Tesco launches calf scheme
Tesco's dairy suppliers have signed up to a scheme agreeing to stop exports of live dairy calves.
Instead, the retailer has announced the animals will be used to supply British beef and veal to shoppers.
Tesco has developed a fully integrated system - called 'Calf-link' - which it claimed links dairy and beef producers to make it easier for the calves to enter the UK beef supply chain.
Tesco dairy category director Kari Daniels said, "We know that the live export of calves to the Continent is a highly emotive subject for customers. This is an important welfare issue and independent research shows that the majority of shoppers want this practice to end.
"We are proud of our record on welfare and are pleased to be the first major supermarket taking this important first step towards ending calf exports for good.
"Tesco is a great supporter of British beef and already sources over 95% of its beef in the UK. But what many people don't realise is that Britain is currently only 79% self
sufficient in beef* - so the extra calves this scheme will make available in the supply chain will be a significant boost."
"The fact that these calves will stay in the UK is good news for British farmers and shoppers alike because it makes a lot more top quality British beef available.
"In addition shoppers will be able to buy British veal - which will be reared to high welfare standards. Calves will have straw beds, a balanced diet and access to plenty of natural daylight."
The RSPCA has been campaigning to end the practice of live calf exports for some time.
RSPCA head of farm animal science, Dr Julia Wrathall, said: "The RSPCA is delighted by and strongly welcomes the end of exports which is an important step forward for calf welfare.

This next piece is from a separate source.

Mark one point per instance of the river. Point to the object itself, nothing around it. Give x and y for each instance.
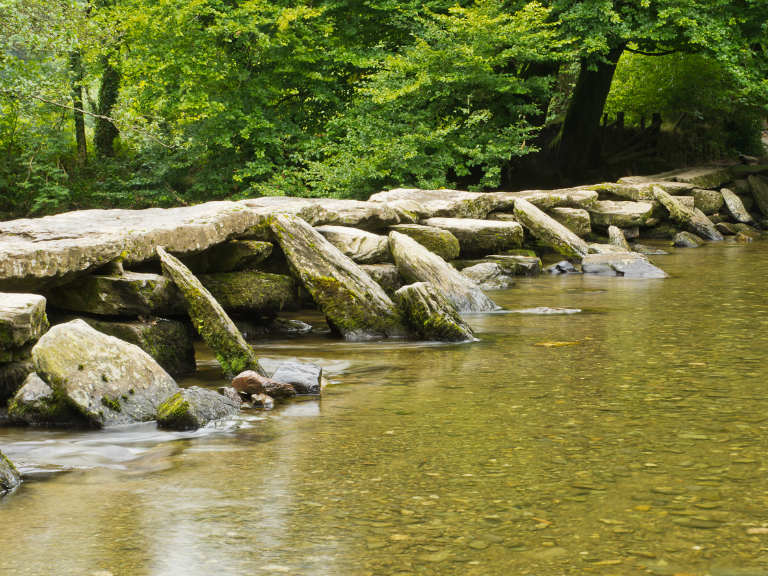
(631, 438)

"In many cases, the way the calves are reared abroad simply does not satisfy their welfare needs, and there are a number of welfare risks for young calves associated with the long distance transport from the UK to Continental destinations. Tesco is demonstrating that it is possible to replace this trade by rearing these calves in the UK.

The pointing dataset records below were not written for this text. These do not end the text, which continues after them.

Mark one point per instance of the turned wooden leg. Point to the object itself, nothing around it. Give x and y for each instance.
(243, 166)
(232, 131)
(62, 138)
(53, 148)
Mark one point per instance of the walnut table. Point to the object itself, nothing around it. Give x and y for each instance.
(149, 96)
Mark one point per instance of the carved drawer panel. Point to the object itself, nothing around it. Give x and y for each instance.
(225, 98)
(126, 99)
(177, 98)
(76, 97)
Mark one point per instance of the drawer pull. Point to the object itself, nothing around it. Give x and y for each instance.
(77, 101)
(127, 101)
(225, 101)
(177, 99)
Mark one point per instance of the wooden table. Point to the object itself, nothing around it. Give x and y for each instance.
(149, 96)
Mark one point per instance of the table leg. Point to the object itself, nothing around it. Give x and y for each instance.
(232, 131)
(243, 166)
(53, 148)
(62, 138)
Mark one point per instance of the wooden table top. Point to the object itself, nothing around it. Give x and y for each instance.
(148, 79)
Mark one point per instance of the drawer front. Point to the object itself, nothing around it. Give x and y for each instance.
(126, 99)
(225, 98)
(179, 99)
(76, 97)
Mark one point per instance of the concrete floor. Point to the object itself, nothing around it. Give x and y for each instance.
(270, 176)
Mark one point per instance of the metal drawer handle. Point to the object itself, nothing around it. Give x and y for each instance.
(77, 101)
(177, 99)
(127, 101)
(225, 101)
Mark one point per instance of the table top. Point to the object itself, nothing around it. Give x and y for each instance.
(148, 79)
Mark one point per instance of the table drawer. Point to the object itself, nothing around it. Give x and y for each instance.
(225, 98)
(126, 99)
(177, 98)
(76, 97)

"We hope those supermarkets who have yet to address this issue will adopt a similar policy, and the RSPCA is working with the food and farming industries and through the Beyond Calf Exports Forum to achieve this."
While Tesco dedicated farmers can sell their calves to any audited farmer in the domestic supply chain, the supermarket's beef suppliers are now geared up to receive, rear and finish dairy calves too.

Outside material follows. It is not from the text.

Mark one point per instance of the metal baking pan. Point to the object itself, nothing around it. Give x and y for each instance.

A new UK 'young beef' market should be extremely beneficial to dairy farmers - many of whom could not find a market for their calves at all during the export ban.
James Stephen, a Tesco Sustainable Dairy Group producer from Edzell said, "Tesco's 'Calf-link' scheme gives us a viable alternative to exporting calves.
With this in place we have a supply chain partnership which can deliver both efficiency and good returns for farmers and quality for customers."
Prices paid for the calves will be benchmarked against market prices and published on Dairy processor websites.
All Calves who are part this scheme will be reared to high independently audited welfare standards.